Fille : “Quoi qu’il en soit, j’ai quitté la barrière en toute sécurité. Ce qui veut dire que cette chose a réussi à défaire l’Épreuve, ce qui est frustrant. Je vais la remercier pour ça, et rien d’autre.”

Si ce n’était pas arrivé, il aurait été excessivement difficile de quitter le Sanctuaire. Elle se serait fait prendre à son propre jeu. Lorsqu’elle repensa à la fille qui s’était occupée de ce désordre, elle sentit germer dans son cœur quelque chose qui ressemblait à du mécontentement.

Fille : “Eh bien, ça n’a pas d’importance. Je ne peux pas être trop téméraire dans ce corps, et je pourrais tout aussi bien me promener un peu pour combler les vides.”

La jeune fille ouvrit et ferma ses mains, vérifiant l’état de son corps.

Des doubles d’un corps géniteur servant de réceptacle et une âme absorbée de même nature. Elle y avait adapté son âme et s’y était ancrée, mais la familiarisation prendrait du temps.

Fille : “Il m’a déjà donné un nom, après tout. Je pense que je vais m’appeler Oméga.”

Elle sourit en foulant l’herbe, se faufilant entre les arbres pour sortir de la forêt.

Le voyage était quelque peu éprouvant pour les jambes de la jeune fille, mais ce n’était pas important. La fatigue et la douleur prouvaient que son âme et son corps étaient liés.
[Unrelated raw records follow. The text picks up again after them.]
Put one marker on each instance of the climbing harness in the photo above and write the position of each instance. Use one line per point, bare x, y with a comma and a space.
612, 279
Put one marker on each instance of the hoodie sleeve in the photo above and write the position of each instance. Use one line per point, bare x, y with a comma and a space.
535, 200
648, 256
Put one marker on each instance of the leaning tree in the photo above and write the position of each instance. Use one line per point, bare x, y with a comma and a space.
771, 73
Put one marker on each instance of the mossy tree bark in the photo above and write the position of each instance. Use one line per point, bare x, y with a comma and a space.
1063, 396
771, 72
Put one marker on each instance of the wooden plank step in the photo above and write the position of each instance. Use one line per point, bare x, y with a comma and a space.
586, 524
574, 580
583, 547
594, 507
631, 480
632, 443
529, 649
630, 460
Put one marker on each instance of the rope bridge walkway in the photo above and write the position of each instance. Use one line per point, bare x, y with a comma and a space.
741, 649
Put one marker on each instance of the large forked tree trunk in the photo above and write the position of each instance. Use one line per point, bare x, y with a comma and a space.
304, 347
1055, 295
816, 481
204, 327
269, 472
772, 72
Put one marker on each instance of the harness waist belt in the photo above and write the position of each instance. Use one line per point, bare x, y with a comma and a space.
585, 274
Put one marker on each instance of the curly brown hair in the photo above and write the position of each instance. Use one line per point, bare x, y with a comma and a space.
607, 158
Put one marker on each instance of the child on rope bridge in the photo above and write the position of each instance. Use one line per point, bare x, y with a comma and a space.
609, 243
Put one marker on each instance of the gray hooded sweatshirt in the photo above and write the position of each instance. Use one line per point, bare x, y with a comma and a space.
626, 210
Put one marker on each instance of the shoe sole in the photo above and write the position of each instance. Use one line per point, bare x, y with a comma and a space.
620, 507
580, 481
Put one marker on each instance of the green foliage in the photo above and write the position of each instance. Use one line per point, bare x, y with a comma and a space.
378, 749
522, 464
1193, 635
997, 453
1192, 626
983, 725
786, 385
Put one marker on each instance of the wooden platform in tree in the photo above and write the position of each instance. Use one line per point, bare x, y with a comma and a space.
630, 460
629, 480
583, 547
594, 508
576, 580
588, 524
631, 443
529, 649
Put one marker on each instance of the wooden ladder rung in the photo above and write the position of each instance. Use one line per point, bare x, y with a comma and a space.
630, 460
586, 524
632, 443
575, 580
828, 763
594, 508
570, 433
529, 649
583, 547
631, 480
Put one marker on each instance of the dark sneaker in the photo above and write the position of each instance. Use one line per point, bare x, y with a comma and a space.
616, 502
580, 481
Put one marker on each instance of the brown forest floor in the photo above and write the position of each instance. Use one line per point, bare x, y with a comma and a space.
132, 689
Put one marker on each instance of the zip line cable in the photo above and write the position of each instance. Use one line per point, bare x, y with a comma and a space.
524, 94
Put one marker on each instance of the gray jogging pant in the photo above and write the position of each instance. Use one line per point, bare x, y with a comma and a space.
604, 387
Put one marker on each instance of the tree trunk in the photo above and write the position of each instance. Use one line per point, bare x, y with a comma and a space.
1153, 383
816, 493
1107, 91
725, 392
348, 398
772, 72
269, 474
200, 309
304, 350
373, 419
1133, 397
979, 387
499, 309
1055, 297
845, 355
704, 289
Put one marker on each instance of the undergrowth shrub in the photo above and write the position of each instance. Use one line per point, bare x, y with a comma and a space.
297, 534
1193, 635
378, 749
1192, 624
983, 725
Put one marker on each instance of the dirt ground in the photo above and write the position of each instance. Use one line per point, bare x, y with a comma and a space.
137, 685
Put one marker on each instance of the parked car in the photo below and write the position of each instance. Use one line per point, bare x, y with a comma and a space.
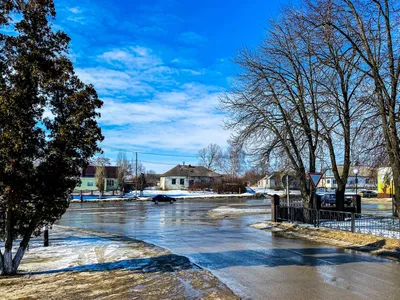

Elle devait profiter de la vie qu’elle avait perdue depuis longtemps, abondamment.

Oméga : “Béatrice a quitté la Bibliothèque Interdite et Roswaal a perdu son Évangile. Cependant, compte tenu de l’homme qui a empoché les restes brûlés et de la rage persistante de Garfiel, le feu couve toujours. Comment fera-t-il face à ce qui l’attend ? Peut-être veillerai-je sur lui, dans l’ombre et au soleil.”

Excluant volontairement la fille qui l’agaçait, elle commença à marcher.

Il y avait un monde vers lequel elle allait. Ce qui ne l’ennuyait jamais, en abondance, assouvissait sans cesse sa curiosité, une montagne de trésors pour la défunte Incarnation de la Soif de Connaissance.

Oméga : “Si je suis comme ça, peut-être qu’un jour je comprendrai.”

Sur son chemin, la fille aperçut un cercle de fleurs et sourit. Elle cueillit un pétale de fleur, en huma le parfum et le mit dans sa bouche.

Même les belles fleurs fanaient. Pourquoi les fleurs devaient-elles faner ?

Même les beaux souvenirs partagés entre les individus étaient-ils destinés à s’estomper ?

Oméga : “――Ahh, pourquoi l’amour doit-il se ternir ?”

En marmonnant cela, avec ses longs cheveux roses qui se balançaient, la jeune fille s’avança.

Une fois de plus, la Sorcière avait été relâchée dans le monde.